About Charter Charter (NASDAQ: CHTR) is a leading broadband communications company and the fourth-largest cable operator in
the United States. Charter provides a full range of advanced broadband services, including advanced Charter TV® video entertainment programming, Charter Internet® access, and Charter Phone®. Charter Business® similarly provides scalable, tailored, and cost-effective broadband communications solutions to business organizations, such as business-to-business Internet access, data networking, business telephone, video and music entertainment services, and wireless backhaul. Charter's advertising sales and production services are sold under the Charter Media® brand. More information about Charter can be found at
CAUTIONARY STATEMENT REGARDING FORWARD-LOOKING STATEMENTS
This release includes forward-looking statements within the meaning of Section 27A of the Securities Act of 1933, as amended (the "Securities Act"), and Section 21E of the Securities Exchange Act of 1934, as amended (the "Exchange Act"), regarding, among other things, our plans, strategies and prospects, both business and financial. Although we believe that our plans, intentions and expectations reflected in or suggested by these forward-looking statements are reasonable, we cannot assure you that we will achieve or realize these plans, intentions or expectations. Forward-looking statements are inherently subject to risks, uncertainties and assumptions including, without limitation, the factors described under "Risk Factors" from time to time in our filings with the Securities and Exchange Commission ("SEC"). Many of the forward-looking statements contained in this release may be identified by the use of forward-looking words such as "believe," "expect," "anticipate," "should," "planned," "will," "may," "intend," "estimated," "aim," "on track," "target," "opportunity," "tentative," "positioning," "designed," and "potential," among others.
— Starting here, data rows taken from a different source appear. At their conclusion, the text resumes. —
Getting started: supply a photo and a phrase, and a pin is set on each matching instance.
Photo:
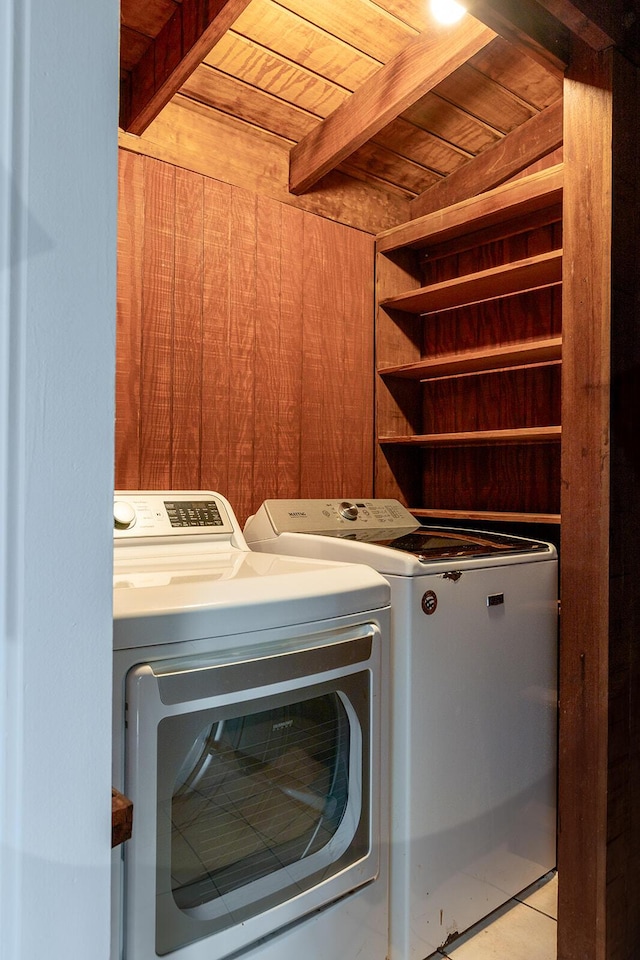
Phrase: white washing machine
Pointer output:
(473, 700)
(248, 731)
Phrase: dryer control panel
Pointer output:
(372, 520)
(139, 514)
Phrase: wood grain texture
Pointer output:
(599, 841)
(534, 139)
(180, 45)
(582, 839)
(381, 99)
(485, 436)
(187, 135)
(245, 350)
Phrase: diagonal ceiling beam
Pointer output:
(529, 26)
(600, 24)
(529, 142)
(416, 70)
(182, 44)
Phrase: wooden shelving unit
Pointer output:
(547, 351)
(530, 274)
(469, 352)
(480, 438)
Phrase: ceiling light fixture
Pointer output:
(447, 11)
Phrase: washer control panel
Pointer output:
(171, 514)
(357, 519)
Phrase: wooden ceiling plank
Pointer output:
(282, 32)
(521, 75)
(449, 123)
(238, 99)
(395, 86)
(534, 139)
(181, 45)
(360, 23)
(268, 71)
(529, 27)
(485, 99)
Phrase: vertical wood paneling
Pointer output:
(267, 350)
(157, 327)
(290, 386)
(242, 338)
(332, 295)
(313, 364)
(129, 321)
(244, 343)
(216, 366)
(186, 394)
(357, 277)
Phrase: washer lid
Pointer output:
(165, 600)
(381, 533)
(439, 543)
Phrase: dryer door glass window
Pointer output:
(257, 794)
(260, 803)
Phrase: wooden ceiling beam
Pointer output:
(529, 142)
(601, 25)
(182, 44)
(528, 26)
(421, 66)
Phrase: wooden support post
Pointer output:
(599, 835)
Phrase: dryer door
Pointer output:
(251, 780)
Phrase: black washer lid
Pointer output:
(432, 543)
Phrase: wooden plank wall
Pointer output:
(244, 342)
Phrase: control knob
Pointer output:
(348, 510)
(124, 516)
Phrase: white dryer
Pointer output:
(473, 700)
(248, 731)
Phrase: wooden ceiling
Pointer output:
(373, 89)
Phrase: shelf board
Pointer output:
(501, 517)
(479, 361)
(519, 277)
(478, 438)
(509, 201)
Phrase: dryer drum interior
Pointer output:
(262, 806)
(256, 794)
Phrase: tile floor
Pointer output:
(523, 929)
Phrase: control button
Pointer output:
(348, 510)
(124, 516)
(429, 602)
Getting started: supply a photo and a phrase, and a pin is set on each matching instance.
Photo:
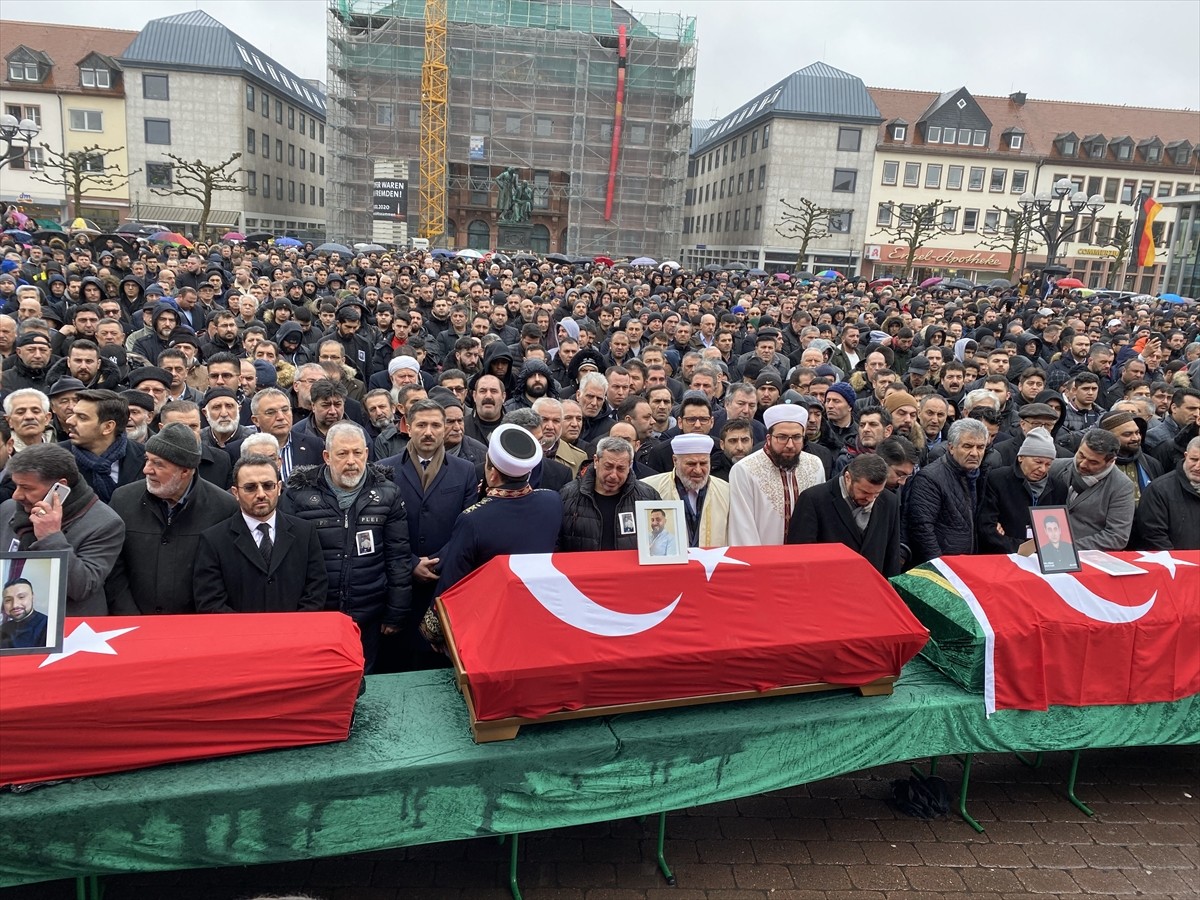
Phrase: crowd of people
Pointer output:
(250, 429)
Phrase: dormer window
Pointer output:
(96, 77)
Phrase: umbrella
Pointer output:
(169, 238)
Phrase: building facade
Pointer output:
(810, 137)
(198, 91)
(977, 156)
(533, 88)
(69, 81)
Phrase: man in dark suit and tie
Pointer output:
(856, 510)
(259, 559)
(436, 489)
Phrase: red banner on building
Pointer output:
(1085, 639)
(545, 633)
(137, 691)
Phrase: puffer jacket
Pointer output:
(939, 514)
(369, 585)
(581, 515)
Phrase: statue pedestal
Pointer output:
(513, 238)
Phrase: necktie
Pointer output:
(264, 545)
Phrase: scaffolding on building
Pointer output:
(533, 87)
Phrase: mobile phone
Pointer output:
(57, 489)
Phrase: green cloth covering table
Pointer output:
(409, 774)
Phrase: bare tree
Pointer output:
(1014, 237)
(805, 222)
(197, 180)
(81, 172)
(913, 227)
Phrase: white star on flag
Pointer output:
(1163, 558)
(84, 640)
(711, 558)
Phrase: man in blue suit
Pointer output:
(436, 489)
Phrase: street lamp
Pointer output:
(10, 130)
(1060, 217)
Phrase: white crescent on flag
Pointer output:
(567, 603)
(1081, 600)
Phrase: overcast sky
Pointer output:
(1089, 51)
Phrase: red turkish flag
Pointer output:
(135, 691)
(1084, 639)
(544, 633)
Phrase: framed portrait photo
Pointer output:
(661, 532)
(1054, 540)
(33, 601)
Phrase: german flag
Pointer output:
(1143, 233)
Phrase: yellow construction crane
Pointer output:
(435, 121)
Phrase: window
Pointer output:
(159, 174)
(95, 78)
(850, 139)
(157, 131)
(845, 180)
(87, 120)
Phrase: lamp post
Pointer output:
(10, 131)
(1059, 216)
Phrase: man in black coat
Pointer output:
(259, 561)
(856, 510)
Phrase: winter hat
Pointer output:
(844, 390)
(1038, 443)
(177, 443)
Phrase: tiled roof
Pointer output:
(196, 40)
(65, 46)
(1045, 120)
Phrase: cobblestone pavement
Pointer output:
(832, 840)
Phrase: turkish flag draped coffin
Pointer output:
(539, 634)
(1084, 639)
(137, 691)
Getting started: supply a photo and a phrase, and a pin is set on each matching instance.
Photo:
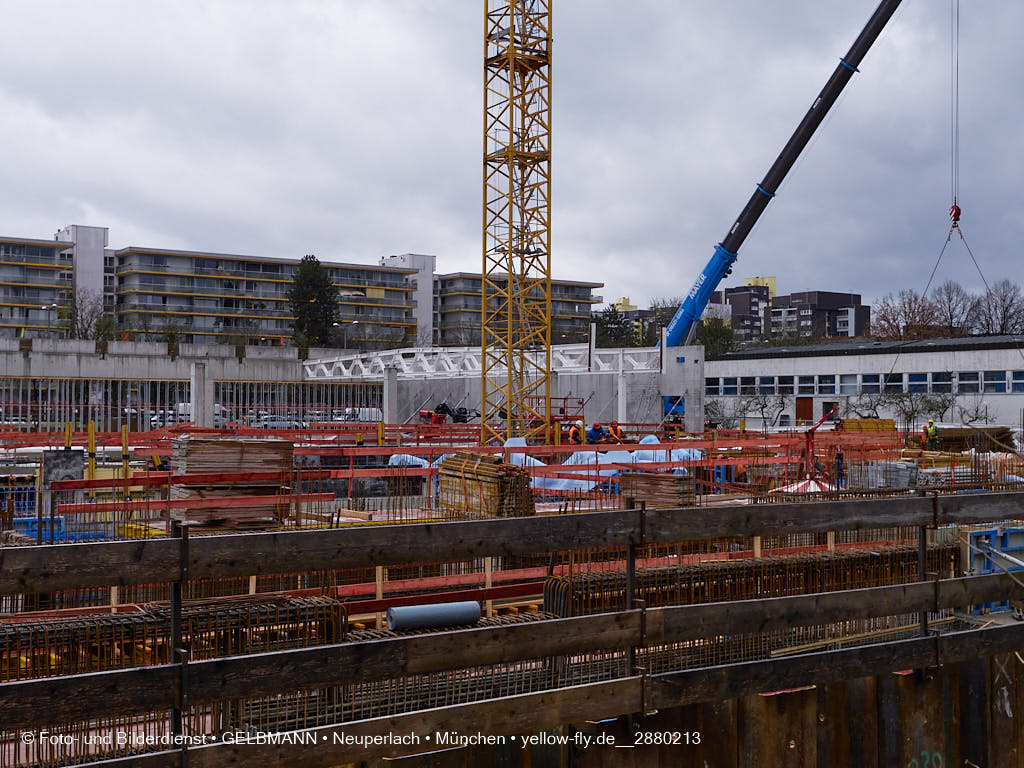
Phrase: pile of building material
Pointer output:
(868, 425)
(658, 489)
(882, 474)
(474, 485)
(204, 455)
(955, 439)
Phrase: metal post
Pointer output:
(177, 655)
(922, 574)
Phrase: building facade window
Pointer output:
(942, 382)
(995, 381)
(967, 382)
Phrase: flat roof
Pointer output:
(61, 244)
(477, 275)
(270, 259)
(869, 346)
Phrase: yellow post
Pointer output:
(125, 469)
(91, 456)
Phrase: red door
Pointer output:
(805, 411)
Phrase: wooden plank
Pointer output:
(676, 623)
(170, 759)
(70, 566)
(980, 508)
(268, 674)
(770, 519)
(508, 716)
(961, 646)
(213, 503)
(729, 681)
(958, 593)
(368, 546)
(669, 625)
(29, 704)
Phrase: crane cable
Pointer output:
(954, 209)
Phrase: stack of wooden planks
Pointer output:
(868, 425)
(658, 489)
(202, 455)
(474, 485)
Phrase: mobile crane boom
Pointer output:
(684, 323)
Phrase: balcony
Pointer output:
(20, 258)
(185, 269)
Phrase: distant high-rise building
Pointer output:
(820, 313)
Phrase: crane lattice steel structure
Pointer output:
(516, 285)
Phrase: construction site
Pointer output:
(226, 555)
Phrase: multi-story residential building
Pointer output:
(458, 301)
(93, 265)
(425, 311)
(208, 297)
(36, 284)
(820, 313)
(748, 303)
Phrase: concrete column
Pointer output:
(390, 407)
(621, 404)
(202, 395)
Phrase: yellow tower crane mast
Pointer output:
(516, 276)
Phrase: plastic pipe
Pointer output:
(433, 615)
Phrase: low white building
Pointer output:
(970, 380)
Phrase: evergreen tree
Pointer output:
(314, 302)
(614, 330)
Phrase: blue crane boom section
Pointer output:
(683, 325)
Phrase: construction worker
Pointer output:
(840, 469)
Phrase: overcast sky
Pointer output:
(352, 129)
Important factors that could cause actual results to differ materially from the forward-looking statements we make in this release are set forth in other reports or documents that we file from time to time with the SEC, and include, but are not limited to:
our ability to sustain and grow revenues and free cash flow by offering video, Internet, telephone, advertising and other services to residential and commercial customers, to adequately meet the customer experience demands in our markets and to maintain and grow our customer base, particularly in the face of increasingly aggressive competition, the need for innovation and the related capital expenditures and the difficult economic conditions in the United States;
the development and deployment of new products and technologies;
the impact of competition from other market participants, including but not limited to incumbent telephone companies, direct broadcast satellite operators, wireless broadband and telephone providers, digital subscriber line ("DSL") providers, and video provided over the Internet;
general business conditions, economic uncertainty or downturn, high unemployment levels and the level of activity in the housing sector;
our ability to obtain programming at reasonable prices or to raise prices to offset, in whole or in part, the effects of higher programming costs (including retransmission consents);
the effects of governmental regulation on our business;
the availability and access, in general, of funds to meet our debt obligations prior to or when they become due and to fund our operations and necessary capital expenditures, either through (i) cash on hand, (ii) free cash flow, or (iii) access to the capital or credit markets; and
our ability to comply with all covenants in our indentures and credit facilities any violation of which, if not cured in a timely manner, could trigger a default of our other obligations under cross-default provisions.